Re: [PATCH bpf-next 1/2] bpf: align syscall writeback behavior with caller-declared size

From: Alexei Starovoitov

Date: Fri May 29 2026 - 16:40:19 EST

On Thu May 28, 2026 at 9:44 PM PDT, Yuyang Huang wrote:
> On Fri, May 29, 2026 at 9:03 AM Alexei Starovoitov
> <alexei.starovoitov@xxxxxxxxx> wrote:
>>
>> On Mon May 25, 2026 at 12:21 AM PDT, Yuyang Huang wrote:
>
> Thanks for the reply.
>
>> Ok. This is fair. 120933984460 is indeed problematic.
>
> I'm glad to hear we agree that 120933984460 is problematic.
>
>> Not really. Your patch adds checks to what looks like "random" copy_to_user()
>> places. This thread is clear indication that it's not a "robust architectural path".
>>
>> True robust path would be to wrap every copy_to_user() into another helper
>> that takes uattr start pointer and size, does extra check, and
>> returns something like ENOSPC (and not EFAULT),
>> but that would be a significant churn.
>
> I agree that the truly robust path would be a proper copy_to_user()
> wrapper instead of doing the ad-hoc check in the current path, but
> indeed, that will be a big change.
>
>> So I prefer a minimal patch that add single check in bpf_prog_query()
>> that checks that user space supplied buffer is large enough for attr->query.
>> If not -> EFAULT. That would be better than overwritting.
>> One can argue that partial copy_to_user() in __cgroup_bpf_query()
>> should still be allowed, but I'm against partial and
>> inconsistent queries.
>> query.revision might seem benign, but if we do it for all copy_to_user()
>> we better return ENOSPC to differentiate vs EFAULT to tell user space
>> to fix itself.
>
> Okay, I understand the preference is for a minimal patch to implement
> the fix. Just to make sure I fully understand your suggestion:
>
> Are you proposing that we add a single check at the entry gate in
> `bpf_prog_query()` like this?
>
> ```c
> static int bpf_prog_query(const union bpf_attr *attr,
> union bpf_attr __user *uattr, u32 uattr_size)
> {
> if (uattr_size < offsetofend(union bpf_attr, query.revision))
> return -EFAULT;
> ...
> }
> ```
>
> If we implement this, I want to confirm if you are okay with the
> consequence for legacy cgroup queries (e.g.,
> `BPF_CGROUP_INET_INGRESS`):
>
> 1. Before 120933984460: Legacy userspace compiled years ago with a
> 40-byte `bpf_attr` layout (ending at `prog_attach_flags`) regularly
> queries cgroups passing `size = 40`, and it worked perfectly.
> 2. With this check: These unmodified legacy applications will now fail
> with `-EFAULT` on newer kernels because they pass `size = 40` which is
> less than 64. This means all user-space applicaion is expected to
> "fix" their code when along with the kernel upgrade.
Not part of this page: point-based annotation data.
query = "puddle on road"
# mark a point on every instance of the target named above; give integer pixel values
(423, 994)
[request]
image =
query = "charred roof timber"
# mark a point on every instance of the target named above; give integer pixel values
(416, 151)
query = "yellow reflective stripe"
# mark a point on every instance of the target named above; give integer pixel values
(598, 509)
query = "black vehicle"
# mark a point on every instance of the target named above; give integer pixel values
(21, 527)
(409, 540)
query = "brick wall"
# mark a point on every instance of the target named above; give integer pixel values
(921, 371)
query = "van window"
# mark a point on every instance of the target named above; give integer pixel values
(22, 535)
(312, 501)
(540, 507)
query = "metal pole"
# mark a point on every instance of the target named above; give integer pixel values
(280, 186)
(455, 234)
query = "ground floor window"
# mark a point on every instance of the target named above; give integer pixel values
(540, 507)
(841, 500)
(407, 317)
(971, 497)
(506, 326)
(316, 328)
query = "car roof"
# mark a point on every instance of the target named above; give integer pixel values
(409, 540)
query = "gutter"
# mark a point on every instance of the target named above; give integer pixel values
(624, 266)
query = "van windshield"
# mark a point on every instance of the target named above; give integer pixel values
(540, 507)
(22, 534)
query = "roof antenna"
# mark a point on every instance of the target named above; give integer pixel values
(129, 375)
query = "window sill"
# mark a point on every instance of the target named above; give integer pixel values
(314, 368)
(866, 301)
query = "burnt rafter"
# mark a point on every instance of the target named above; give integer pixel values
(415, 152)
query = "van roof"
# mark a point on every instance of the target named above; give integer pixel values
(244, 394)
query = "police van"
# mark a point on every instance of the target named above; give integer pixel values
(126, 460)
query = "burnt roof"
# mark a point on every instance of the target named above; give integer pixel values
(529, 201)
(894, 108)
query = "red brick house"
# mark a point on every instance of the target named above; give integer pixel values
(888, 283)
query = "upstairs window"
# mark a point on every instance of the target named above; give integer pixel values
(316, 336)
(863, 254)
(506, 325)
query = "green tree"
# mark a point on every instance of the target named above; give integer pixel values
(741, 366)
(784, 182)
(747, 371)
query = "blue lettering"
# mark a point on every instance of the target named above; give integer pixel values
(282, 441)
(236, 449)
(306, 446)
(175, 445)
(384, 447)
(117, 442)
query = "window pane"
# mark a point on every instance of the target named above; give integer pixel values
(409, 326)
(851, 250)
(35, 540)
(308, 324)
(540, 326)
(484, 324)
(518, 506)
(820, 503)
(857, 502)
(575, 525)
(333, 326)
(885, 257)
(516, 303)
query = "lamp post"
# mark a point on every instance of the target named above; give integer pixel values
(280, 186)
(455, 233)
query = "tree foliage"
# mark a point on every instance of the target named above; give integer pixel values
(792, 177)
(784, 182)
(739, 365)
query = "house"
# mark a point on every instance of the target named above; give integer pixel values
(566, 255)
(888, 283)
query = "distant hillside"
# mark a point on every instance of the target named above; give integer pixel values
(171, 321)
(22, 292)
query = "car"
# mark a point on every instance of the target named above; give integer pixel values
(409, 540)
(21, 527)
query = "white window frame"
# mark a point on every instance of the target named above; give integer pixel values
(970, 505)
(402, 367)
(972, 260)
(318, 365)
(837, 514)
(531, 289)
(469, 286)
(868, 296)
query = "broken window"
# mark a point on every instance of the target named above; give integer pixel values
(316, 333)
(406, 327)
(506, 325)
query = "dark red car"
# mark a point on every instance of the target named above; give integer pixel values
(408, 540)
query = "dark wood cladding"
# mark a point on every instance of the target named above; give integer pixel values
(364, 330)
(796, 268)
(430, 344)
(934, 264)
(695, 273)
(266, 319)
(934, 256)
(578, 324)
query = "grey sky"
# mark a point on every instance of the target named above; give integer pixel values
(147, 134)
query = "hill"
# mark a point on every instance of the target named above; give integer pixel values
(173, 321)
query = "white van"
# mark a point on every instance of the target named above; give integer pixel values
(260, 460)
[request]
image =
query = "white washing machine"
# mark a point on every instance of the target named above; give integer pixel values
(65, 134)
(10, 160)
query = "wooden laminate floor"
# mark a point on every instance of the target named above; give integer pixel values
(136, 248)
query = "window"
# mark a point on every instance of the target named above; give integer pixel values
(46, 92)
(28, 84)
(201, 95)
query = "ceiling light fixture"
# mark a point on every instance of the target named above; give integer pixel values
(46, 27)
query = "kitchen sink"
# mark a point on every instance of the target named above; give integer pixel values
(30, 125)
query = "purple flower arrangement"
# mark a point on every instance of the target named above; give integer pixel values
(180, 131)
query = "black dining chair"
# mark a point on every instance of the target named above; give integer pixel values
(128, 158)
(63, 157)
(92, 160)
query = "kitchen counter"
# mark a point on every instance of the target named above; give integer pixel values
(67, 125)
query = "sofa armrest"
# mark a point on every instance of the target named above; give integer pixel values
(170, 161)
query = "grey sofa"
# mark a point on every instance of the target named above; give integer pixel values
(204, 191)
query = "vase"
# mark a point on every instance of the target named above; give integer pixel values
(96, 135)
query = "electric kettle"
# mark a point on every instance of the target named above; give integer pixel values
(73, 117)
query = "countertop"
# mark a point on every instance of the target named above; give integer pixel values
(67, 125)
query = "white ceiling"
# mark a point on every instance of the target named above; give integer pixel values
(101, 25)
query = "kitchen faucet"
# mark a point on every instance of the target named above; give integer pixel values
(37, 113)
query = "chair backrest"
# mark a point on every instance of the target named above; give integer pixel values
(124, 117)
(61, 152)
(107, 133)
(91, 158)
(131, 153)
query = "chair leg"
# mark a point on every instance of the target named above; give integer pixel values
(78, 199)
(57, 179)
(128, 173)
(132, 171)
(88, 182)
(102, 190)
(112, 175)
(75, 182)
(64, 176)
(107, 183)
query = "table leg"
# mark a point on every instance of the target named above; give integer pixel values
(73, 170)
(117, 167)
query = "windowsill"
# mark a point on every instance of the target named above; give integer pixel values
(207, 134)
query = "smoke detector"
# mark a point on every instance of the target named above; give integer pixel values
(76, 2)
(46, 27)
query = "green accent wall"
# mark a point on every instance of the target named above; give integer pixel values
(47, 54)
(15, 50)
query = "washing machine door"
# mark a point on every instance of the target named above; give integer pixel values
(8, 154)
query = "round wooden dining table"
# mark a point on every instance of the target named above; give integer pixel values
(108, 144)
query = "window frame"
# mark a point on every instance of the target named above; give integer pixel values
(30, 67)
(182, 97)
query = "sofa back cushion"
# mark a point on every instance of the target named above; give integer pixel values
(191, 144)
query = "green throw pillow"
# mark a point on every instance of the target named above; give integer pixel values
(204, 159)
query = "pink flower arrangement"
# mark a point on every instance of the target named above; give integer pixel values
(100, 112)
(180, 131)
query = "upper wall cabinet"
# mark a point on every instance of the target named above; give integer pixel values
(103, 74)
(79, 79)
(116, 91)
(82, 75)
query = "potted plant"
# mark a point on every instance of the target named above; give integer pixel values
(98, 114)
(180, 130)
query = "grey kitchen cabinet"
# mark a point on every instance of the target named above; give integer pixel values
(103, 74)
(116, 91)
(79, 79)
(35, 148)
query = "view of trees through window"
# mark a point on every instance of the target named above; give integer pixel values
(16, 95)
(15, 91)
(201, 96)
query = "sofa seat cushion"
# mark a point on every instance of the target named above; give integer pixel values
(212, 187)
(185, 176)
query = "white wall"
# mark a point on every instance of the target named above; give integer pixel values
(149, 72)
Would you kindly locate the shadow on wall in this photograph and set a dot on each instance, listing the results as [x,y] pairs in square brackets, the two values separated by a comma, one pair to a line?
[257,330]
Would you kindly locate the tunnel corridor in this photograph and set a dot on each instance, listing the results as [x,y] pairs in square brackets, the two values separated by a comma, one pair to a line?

I bet you fixed your android setup long ago,
so all of these "but what about backward compat" is getting annoying.
Whatever kernel patch get merged android won't even backport, so enough of it.

> Is your preference to explicitly fail these legacy `size = 40` cgroup
> queries (breaking backward compatibility for them) to avoid "partial
> and inconsistent queries"?
>
> If we want to keep these legacy queries working safely (without
> failing them and without causing memory corruption), we cannot use a
> single check in `bpf_prog_query()`. We would still be forced to plumb
> `uattr_size` to `__cgroup_bpf_query()` so we can conditionally skip
> the `revision` writeback when `size < 64`.

Replied earlier that I don't like random checks like this through the code.